The rule reaches beyond the label. It abolishes the distinction between actions at law and suits in equity, and it abolishes the separate forms those actions and suits used to require. A litigant no longer has to choose the correct historical form and risk losing a case on that choice alone; the same civil action carries both legal and equitable claims.
This merger is what makes later rules like joinder of claims possible without artificial barriers between legal and equitable relief. A single plaintiff can pursue a damages claim and an equitable remedy against the same defendant in the same civil action, because Rule 15-6-2 has already erased the line that once would have kept them apart.
Frequently Asked Questions
Does South Dakota still separate lawsuits into actions at law and suits in equity?
No. Rule 15-6-2 abolishes that distinction. Every case is a single kind of proceeding called a civil action, regardless of whether the relief sought would once have been classified as legal or equitable.
What is a civil action under South Dakota procedure?
It is the one form of action Rule 15-6-2 establishes for suits of a civil nature in circuit court, replacing the older separate forms for actions at law and suits in equity.
Can I seek both money damages and an injunction in the same lawsuit?
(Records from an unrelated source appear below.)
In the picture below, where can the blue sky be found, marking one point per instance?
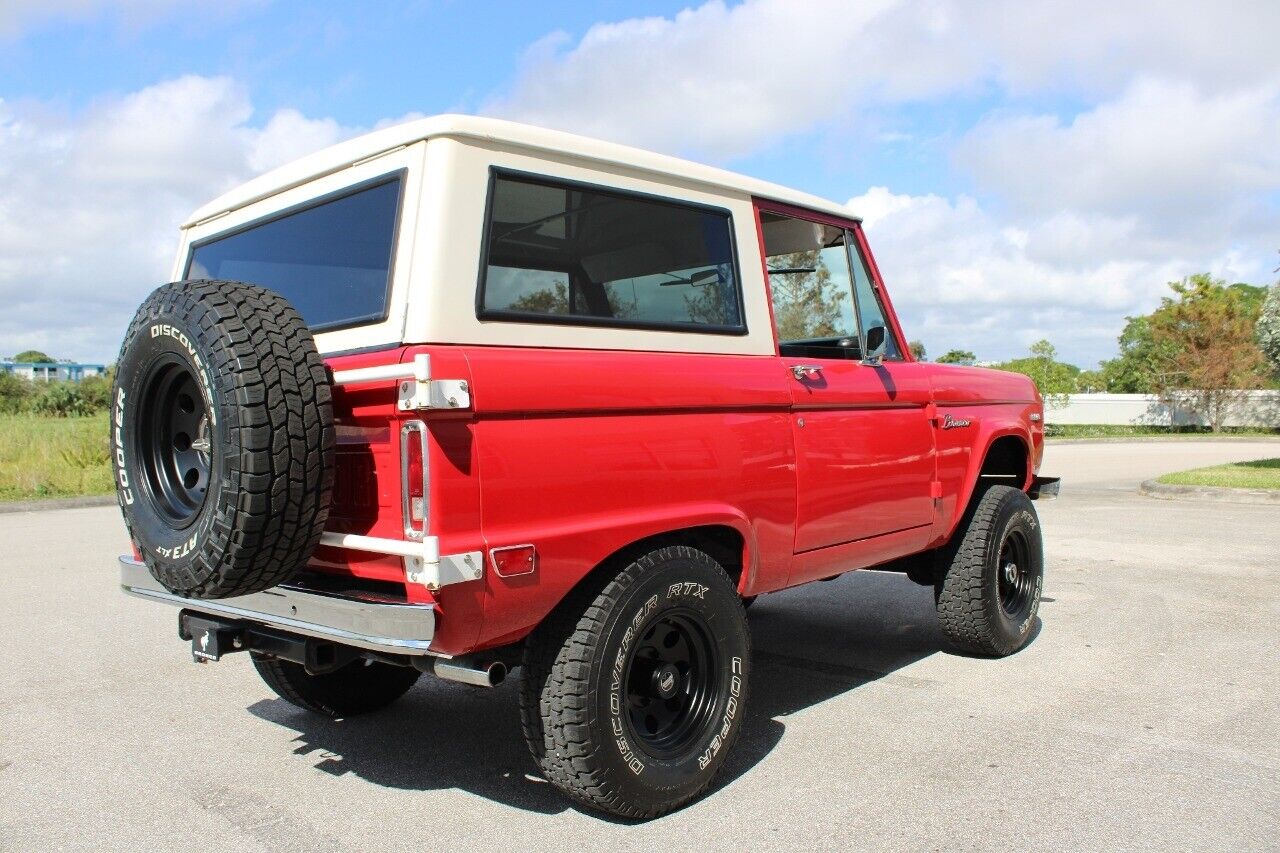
(1037, 170)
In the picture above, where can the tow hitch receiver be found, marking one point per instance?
(209, 638)
(213, 637)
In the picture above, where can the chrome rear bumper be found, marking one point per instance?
(368, 623)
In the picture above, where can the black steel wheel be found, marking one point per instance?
(634, 689)
(1014, 575)
(671, 683)
(173, 446)
(223, 438)
(992, 575)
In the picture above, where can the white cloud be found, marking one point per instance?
(723, 81)
(90, 203)
(964, 278)
(1161, 147)
(1173, 165)
(18, 17)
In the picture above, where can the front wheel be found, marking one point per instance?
(990, 589)
(634, 693)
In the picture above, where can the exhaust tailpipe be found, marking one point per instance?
(465, 670)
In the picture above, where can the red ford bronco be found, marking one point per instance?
(462, 395)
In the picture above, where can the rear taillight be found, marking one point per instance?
(414, 478)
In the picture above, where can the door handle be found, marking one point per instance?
(803, 372)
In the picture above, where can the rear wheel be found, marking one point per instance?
(356, 688)
(990, 588)
(634, 693)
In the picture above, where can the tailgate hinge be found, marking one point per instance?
(421, 391)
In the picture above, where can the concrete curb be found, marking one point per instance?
(58, 503)
(1225, 495)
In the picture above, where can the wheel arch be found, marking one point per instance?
(1006, 459)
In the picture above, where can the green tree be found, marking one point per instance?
(1055, 379)
(956, 356)
(1088, 382)
(1208, 354)
(1267, 328)
(1137, 368)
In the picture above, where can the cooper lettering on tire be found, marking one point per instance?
(222, 438)
(634, 689)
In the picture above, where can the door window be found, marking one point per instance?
(869, 306)
(823, 296)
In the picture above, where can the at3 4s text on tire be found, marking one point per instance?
(223, 438)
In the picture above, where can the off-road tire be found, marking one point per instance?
(972, 611)
(577, 674)
(356, 688)
(260, 483)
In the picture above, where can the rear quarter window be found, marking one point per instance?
(577, 254)
(332, 259)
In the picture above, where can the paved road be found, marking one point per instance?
(1143, 716)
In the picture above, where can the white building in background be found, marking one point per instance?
(53, 370)
(1256, 409)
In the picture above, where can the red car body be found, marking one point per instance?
(583, 455)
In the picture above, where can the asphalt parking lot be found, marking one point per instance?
(1143, 716)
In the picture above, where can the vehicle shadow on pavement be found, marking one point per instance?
(809, 644)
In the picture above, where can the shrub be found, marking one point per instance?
(16, 393)
(62, 400)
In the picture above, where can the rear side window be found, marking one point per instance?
(566, 252)
(332, 260)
Rule 15-6-2’s merger of law and equity into one civil action removes the historical barrier that would have required separate proceedings for legal and equitable relief.
Does this rule change what claims exist, or just how they are brought?
Rule 15-6-2 addresses the form of the action, not the underlying substantive claims. It removes the old procedural forms and distinctions, not the legal or equitable rights themselves.
Why does South Dakota use just one form of action?
Rule 15-6-2 reflects a broader shift toward simplified, unified civil procedure, letting a court and the parties focus on the merits of a claim rather than on whether it was correctly labeled as legal or equitable.